Domain 1 (Supporting)

Scores well: Current HbA1c checked. Medication review. Retinal screening status. Renal function. Thyroid function (autoimmune association).

Costs marks: Not checking HbA1c. Not reviewing medications.

Domain 2 (Primary focus)

Scores well: HbA1c target stated. High-dose folic acid 5mg. Teratogenic drugs stopped. Specialist referral. Contraception until optimised.

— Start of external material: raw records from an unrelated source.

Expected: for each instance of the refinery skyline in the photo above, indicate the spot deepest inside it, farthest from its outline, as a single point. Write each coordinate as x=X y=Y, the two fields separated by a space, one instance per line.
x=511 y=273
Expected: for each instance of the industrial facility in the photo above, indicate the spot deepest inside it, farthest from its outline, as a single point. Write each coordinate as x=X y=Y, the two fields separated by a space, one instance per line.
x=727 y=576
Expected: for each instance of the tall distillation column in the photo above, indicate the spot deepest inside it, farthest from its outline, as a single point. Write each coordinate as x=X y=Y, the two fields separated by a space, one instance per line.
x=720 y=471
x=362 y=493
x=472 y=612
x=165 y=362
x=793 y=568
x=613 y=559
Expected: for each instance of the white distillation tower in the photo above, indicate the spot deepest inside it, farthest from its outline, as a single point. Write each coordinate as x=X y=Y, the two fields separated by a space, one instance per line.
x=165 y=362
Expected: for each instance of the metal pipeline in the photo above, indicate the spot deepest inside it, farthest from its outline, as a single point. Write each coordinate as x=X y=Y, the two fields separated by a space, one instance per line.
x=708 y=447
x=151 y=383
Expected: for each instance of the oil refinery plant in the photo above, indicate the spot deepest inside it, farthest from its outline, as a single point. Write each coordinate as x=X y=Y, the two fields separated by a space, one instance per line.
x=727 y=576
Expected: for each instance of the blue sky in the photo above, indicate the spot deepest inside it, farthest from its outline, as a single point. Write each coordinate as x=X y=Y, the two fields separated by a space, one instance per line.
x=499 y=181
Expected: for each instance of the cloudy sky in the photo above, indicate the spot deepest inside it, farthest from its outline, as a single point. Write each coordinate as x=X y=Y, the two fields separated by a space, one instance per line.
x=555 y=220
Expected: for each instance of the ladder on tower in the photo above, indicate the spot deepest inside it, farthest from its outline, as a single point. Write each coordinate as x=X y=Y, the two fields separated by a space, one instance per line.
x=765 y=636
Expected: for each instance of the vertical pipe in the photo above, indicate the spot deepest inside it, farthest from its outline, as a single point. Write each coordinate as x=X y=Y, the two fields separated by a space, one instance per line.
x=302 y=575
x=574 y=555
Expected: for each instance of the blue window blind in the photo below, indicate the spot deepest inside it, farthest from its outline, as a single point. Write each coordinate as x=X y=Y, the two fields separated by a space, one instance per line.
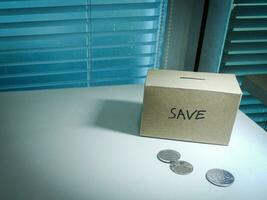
x=245 y=50
x=78 y=43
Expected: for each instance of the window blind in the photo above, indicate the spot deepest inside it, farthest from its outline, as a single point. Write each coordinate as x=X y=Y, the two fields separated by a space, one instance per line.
x=245 y=50
x=78 y=43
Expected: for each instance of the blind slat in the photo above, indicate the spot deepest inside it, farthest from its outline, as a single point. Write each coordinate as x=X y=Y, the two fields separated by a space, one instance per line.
x=78 y=42
x=245 y=50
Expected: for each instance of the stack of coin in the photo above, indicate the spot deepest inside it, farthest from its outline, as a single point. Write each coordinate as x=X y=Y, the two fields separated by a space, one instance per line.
x=218 y=177
x=177 y=166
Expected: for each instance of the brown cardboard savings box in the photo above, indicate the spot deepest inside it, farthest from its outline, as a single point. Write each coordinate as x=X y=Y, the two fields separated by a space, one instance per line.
x=190 y=106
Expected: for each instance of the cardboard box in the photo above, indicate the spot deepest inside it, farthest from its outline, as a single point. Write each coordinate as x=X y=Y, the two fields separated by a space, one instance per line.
x=190 y=106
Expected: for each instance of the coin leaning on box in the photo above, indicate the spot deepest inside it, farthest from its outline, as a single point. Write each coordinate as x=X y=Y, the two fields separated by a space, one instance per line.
x=218 y=177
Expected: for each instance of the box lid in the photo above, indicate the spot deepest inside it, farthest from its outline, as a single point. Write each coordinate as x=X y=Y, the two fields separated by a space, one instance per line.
x=193 y=80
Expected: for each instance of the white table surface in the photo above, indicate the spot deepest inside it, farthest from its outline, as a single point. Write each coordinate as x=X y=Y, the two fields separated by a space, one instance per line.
x=74 y=144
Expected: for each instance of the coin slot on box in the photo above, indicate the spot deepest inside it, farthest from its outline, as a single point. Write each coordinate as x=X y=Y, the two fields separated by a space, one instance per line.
x=192 y=78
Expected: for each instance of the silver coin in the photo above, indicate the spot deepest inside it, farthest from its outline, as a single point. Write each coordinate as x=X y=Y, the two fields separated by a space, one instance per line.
x=168 y=156
x=220 y=177
x=181 y=167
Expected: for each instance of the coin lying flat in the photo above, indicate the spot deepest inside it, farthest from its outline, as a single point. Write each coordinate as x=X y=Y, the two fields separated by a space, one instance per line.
x=181 y=167
x=220 y=177
x=168 y=156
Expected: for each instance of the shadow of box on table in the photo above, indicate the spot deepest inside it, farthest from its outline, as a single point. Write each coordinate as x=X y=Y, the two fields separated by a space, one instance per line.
x=119 y=115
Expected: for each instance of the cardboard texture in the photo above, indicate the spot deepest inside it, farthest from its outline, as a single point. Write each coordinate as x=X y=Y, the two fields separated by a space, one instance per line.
x=190 y=106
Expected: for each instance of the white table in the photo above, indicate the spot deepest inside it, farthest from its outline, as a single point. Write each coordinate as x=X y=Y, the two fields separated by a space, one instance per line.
x=75 y=144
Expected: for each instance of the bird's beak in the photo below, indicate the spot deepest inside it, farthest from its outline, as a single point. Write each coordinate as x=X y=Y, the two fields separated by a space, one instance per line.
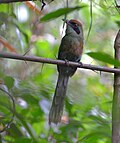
x=66 y=21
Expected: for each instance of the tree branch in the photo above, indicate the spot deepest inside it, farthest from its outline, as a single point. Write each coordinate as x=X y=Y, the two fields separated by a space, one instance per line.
x=59 y=62
x=116 y=96
x=9 y=1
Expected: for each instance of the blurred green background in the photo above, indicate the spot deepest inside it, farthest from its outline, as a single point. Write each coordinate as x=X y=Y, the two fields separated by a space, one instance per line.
x=87 y=112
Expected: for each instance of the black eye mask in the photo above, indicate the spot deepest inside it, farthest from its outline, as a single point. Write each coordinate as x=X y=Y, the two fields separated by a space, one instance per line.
x=74 y=26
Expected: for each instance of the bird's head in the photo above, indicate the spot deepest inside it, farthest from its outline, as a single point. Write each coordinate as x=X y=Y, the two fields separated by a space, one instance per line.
x=74 y=28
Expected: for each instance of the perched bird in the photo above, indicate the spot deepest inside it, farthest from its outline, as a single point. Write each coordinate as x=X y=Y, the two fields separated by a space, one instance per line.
x=71 y=49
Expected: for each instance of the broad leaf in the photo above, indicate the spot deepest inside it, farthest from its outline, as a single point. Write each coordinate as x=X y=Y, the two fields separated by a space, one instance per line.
x=58 y=13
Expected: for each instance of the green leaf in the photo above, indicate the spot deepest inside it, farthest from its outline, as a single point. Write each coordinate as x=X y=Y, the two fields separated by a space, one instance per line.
x=9 y=81
x=59 y=12
x=103 y=57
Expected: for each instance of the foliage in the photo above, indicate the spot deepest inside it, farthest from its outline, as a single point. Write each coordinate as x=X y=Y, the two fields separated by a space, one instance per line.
x=87 y=114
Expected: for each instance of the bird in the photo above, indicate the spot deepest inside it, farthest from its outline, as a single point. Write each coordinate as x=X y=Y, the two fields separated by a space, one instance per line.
x=71 y=49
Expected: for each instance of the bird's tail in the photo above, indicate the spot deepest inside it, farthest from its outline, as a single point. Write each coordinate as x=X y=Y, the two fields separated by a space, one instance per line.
x=58 y=100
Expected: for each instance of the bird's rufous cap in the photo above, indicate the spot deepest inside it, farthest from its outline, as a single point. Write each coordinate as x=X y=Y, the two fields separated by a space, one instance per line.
x=72 y=20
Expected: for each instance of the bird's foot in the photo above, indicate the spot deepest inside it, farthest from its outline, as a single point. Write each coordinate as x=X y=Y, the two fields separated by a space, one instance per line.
x=80 y=63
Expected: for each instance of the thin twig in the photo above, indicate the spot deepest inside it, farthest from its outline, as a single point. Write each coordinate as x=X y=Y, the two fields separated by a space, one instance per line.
x=9 y=1
x=59 y=62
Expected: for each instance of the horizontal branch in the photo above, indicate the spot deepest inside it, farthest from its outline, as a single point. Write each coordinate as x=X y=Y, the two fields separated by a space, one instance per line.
x=9 y=1
x=59 y=62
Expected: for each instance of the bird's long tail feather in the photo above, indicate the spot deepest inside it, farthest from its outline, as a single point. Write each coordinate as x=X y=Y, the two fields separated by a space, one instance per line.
x=58 y=100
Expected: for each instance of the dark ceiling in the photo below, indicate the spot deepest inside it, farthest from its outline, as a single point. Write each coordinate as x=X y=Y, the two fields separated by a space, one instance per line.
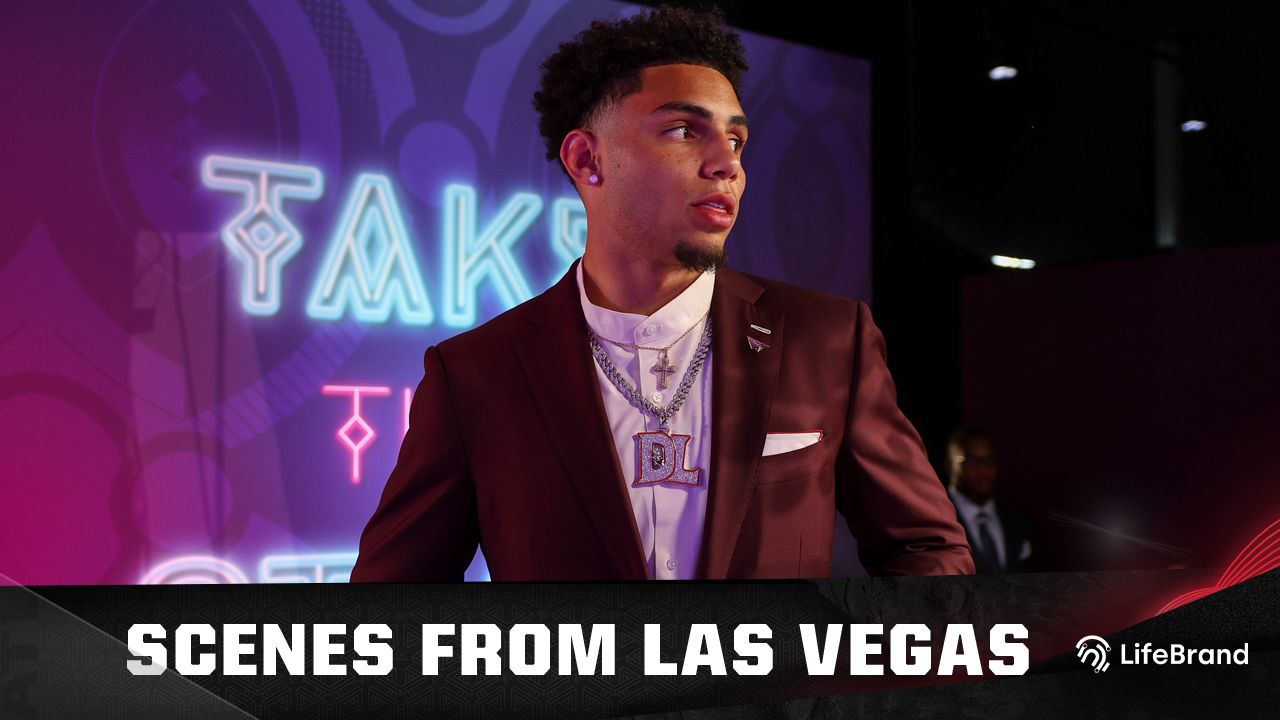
x=1057 y=164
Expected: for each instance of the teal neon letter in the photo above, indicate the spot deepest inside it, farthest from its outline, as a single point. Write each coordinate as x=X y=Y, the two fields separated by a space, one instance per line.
x=370 y=265
x=469 y=258
x=261 y=236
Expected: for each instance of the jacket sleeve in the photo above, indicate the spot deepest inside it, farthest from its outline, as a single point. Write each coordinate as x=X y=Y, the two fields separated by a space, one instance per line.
x=887 y=491
x=425 y=528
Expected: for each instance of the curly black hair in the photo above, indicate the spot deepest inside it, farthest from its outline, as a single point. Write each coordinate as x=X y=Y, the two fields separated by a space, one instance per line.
x=603 y=64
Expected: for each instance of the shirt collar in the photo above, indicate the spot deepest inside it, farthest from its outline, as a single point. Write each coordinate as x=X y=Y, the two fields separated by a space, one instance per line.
x=658 y=329
x=969 y=509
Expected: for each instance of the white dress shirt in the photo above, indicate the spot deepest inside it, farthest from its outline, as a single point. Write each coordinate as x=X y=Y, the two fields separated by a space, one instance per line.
x=969 y=511
x=668 y=516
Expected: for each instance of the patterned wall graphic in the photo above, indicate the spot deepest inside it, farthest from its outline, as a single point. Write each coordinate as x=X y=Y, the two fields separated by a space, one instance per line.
x=240 y=224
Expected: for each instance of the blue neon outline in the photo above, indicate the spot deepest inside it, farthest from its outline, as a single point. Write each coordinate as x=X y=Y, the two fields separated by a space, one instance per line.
x=348 y=278
x=568 y=227
x=469 y=258
x=295 y=561
x=307 y=185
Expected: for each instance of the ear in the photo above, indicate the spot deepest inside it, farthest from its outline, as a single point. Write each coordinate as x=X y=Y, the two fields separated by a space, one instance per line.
x=577 y=153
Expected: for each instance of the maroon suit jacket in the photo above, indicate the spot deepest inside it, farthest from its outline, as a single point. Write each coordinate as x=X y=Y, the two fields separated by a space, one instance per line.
x=508 y=447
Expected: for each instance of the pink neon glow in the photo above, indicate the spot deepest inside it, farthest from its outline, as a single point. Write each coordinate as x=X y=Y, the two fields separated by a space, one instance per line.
x=356 y=420
x=1261 y=555
x=408 y=399
x=192 y=570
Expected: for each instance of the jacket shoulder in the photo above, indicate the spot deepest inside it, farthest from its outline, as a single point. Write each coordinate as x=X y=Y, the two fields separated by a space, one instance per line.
x=803 y=301
x=497 y=333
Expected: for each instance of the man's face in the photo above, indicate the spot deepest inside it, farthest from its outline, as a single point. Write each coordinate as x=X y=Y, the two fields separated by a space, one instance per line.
x=668 y=154
x=974 y=468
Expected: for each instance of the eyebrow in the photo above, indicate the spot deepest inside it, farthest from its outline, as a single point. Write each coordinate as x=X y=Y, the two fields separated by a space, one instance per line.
x=694 y=109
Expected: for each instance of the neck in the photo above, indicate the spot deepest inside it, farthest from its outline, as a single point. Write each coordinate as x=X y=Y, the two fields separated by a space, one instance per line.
x=631 y=285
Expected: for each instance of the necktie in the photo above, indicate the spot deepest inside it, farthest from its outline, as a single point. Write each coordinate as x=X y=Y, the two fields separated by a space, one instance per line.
x=988 y=557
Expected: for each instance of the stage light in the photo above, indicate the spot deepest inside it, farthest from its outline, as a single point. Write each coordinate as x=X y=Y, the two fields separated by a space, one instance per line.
x=1016 y=263
x=1002 y=72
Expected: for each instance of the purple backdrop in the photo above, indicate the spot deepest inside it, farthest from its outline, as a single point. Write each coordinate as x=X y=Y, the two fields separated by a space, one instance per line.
x=240 y=224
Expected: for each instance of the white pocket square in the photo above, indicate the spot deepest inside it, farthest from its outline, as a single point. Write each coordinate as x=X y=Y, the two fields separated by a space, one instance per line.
x=777 y=443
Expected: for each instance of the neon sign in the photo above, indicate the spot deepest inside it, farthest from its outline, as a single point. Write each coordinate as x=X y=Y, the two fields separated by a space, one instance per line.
x=261 y=236
x=370 y=270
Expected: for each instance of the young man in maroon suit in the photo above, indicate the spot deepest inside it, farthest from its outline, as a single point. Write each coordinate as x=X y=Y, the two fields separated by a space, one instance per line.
x=656 y=414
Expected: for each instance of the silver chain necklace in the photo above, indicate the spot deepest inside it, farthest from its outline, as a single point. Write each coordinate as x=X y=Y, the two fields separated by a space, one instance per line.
x=629 y=391
x=662 y=368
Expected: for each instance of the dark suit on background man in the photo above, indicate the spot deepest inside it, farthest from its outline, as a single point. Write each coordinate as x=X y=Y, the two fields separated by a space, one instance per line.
x=510 y=447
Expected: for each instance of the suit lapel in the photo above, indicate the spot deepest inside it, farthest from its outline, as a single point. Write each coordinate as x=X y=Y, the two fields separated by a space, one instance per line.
x=743 y=387
x=561 y=378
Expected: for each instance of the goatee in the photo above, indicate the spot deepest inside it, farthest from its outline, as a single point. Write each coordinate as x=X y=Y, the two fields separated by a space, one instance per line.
x=700 y=259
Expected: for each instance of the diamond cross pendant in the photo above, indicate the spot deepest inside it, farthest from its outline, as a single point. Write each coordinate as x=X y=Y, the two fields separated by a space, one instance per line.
x=663 y=369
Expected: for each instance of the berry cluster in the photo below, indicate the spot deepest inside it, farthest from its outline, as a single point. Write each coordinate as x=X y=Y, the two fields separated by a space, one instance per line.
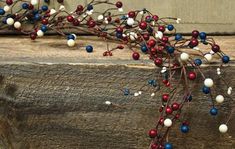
x=143 y=33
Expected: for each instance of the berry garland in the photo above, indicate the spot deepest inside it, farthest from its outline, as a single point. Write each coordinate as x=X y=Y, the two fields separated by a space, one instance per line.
x=138 y=29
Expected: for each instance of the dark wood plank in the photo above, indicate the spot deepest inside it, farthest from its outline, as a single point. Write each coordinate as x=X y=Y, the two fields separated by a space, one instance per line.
x=59 y=102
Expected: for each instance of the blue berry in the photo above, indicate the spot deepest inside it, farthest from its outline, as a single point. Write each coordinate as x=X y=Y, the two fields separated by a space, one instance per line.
x=184 y=128
x=170 y=50
x=144 y=48
x=198 y=62
x=119 y=35
x=168 y=146
x=71 y=37
x=178 y=37
x=44 y=7
x=25 y=6
x=89 y=7
x=202 y=35
x=225 y=59
x=214 y=111
x=126 y=91
x=206 y=90
x=44 y=28
x=89 y=48
x=4 y=20
x=190 y=98
x=2 y=11
x=37 y=16
x=150 y=29
x=170 y=27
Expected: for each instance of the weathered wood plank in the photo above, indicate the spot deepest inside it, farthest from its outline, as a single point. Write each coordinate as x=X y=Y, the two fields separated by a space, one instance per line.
x=212 y=16
x=51 y=50
x=62 y=106
x=59 y=102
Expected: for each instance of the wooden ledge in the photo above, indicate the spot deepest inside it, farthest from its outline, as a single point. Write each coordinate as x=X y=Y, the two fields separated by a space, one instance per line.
x=54 y=50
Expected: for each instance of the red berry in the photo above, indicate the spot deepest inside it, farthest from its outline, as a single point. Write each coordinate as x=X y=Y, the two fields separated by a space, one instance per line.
x=169 y=110
x=131 y=14
x=91 y=23
x=33 y=36
x=44 y=21
x=151 y=43
x=185 y=123
x=215 y=48
x=193 y=42
x=160 y=49
x=154 y=146
x=195 y=33
x=136 y=56
x=192 y=75
x=152 y=133
x=165 y=39
x=165 y=81
x=177 y=116
x=155 y=17
x=109 y=18
x=79 y=8
x=31 y=7
x=161 y=28
x=153 y=50
x=146 y=37
x=161 y=121
x=143 y=25
x=175 y=106
x=120 y=47
x=165 y=97
x=147 y=17
x=76 y=22
x=158 y=61
x=117 y=20
x=70 y=18
x=119 y=4
x=119 y=29
x=9 y=2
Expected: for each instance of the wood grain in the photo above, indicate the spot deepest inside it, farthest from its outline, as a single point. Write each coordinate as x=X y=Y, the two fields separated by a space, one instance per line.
x=59 y=102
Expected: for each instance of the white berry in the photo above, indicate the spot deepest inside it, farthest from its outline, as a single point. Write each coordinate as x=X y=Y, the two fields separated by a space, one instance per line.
x=40 y=33
x=34 y=2
x=52 y=11
x=208 y=57
x=71 y=43
x=223 y=128
x=120 y=9
x=136 y=94
x=168 y=122
x=159 y=34
x=108 y=102
x=10 y=21
x=130 y=21
x=6 y=8
x=184 y=56
x=17 y=24
x=100 y=17
x=219 y=99
x=208 y=82
x=75 y=36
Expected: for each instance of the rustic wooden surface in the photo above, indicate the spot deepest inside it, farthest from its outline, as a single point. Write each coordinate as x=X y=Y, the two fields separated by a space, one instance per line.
x=59 y=102
x=212 y=16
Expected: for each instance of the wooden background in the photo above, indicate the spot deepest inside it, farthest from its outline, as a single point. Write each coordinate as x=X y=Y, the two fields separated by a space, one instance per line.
x=59 y=102
x=212 y=16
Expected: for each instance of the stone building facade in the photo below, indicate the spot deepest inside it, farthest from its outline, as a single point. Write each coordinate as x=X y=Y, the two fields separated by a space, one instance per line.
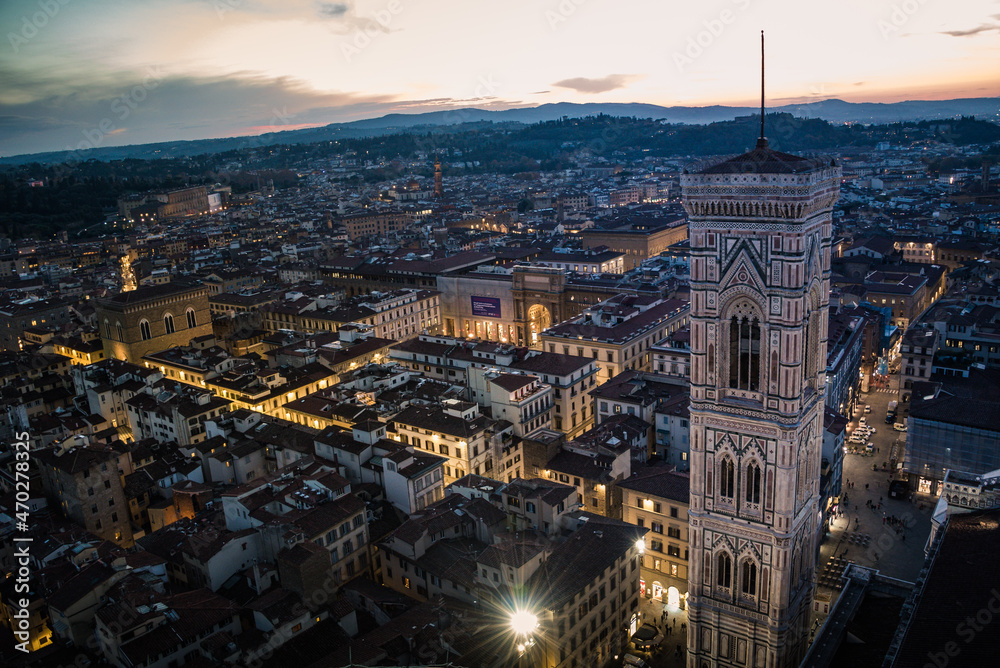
x=760 y=230
x=153 y=318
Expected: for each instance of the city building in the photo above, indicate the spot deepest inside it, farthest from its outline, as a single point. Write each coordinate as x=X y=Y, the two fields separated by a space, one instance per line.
x=153 y=318
x=917 y=351
x=952 y=425
x=456 y=360
x=85 y=483
x=656 y=498
x=760 y=231
x=456 y=431
x=638 y=240
x=618 y=333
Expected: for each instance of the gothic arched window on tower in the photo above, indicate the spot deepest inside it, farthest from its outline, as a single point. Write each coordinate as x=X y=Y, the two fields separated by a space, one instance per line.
x=753 y=483
x=749 y=578
x=723 y=570
x=727 y=478
x=744 y=353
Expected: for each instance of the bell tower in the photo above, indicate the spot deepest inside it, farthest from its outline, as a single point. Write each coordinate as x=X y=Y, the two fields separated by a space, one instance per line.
x=760 y=231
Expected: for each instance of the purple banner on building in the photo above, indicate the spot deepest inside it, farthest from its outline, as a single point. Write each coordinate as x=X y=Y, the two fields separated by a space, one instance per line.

Costs marks: Wrong folic acid dose. Not stopping ACEi. No specialist referral.

Domain 3 (Throughout)

Scores well: Positive framing (excellent outcomes with good control). Empowering with preparation. Not making her feel her diabetes is a barrier.

Costs marks: Being alarming about risks. Making diabetes feel like a barrier to parenthood.

Common examiner feedback (and how to fix it)

Did not provide adequate explanation or plan to the patient

Fix: Use chunk-and-check: deliver one concept, check understanding, then move to the next. Offer all relevant treatment options with risks and benefits before helping the patient decide.

Did not sufficiently recognise or respond to the patient's feelings, concerns, or expectations

Fix: Before and during counselling, explicitly ask what concerns the patient most. Respond to emotional cues with empathic statements before continuing with information.

Common mistakes in this station

  1. Prescribing 400mcg folic acid: diabetic women need 5mg (high dose), not the standard dose
  2. Not stopping ACE inhibitors: these are teratogenic and must be switched before conception
  3. Not referring to specialist pre-conception clinic: optimisation requires joint diabetes-obstetric input

Resitting PLAB 2?

If counselling stations have been a challenge, the most common issue is information overload: delivering too much clinical detail without checking understanding. Practise the chunk-and-check technique until it becomes automatic. Remember that shared decision-making, not lecturing, is what scores highly in Domain 3.

Example opening

Hello, my name is Dr [Name]. I understand you've come in today to discuss [topic]. Before I explain things, could you tell me what you've been told so far, so I know where to start?

Frequently asked questions

How do I open and run a pre-Conception counselling (T1DM) counselling station in PLAB 2?

Pre-conception counselling in Type 1 diabetes is high-yield because pregnancy outcomes are significantly improved by optimisation before conception. Ms Jha is 28, T1DM, planning pregnancy with her partner.

What does a strong performance look like to the examiner in this station?

Strong performances show: Current HbA1c checked. Medication review. Retinal screening status. Renal function. Thyroid function (autoimmune association). Weak performances: Not checking HbA1c. Not reviewing medications.

What is the biggest pitfall in this pre-Conception counselling (T1DM) station?

Prescribing 400mcg folic acid: diabetic women need 5mg (high dose), not the standard dose. Another frequent error: Not stopping ACE inhibitors: these are teratogenic and must be switched before conception.

How should I prepare for pre-Conception counselling (T1DM) if I have never seen it in practice?

This station rewards process over personal experience. The skill being assessed: High-dose folic acid 5mg (not 400mcg): diabetic women are at increased neural tube defect risk. Use the domain breakdown on this page to target your preparation, then practise the station aloud so your structure survives exam pressure.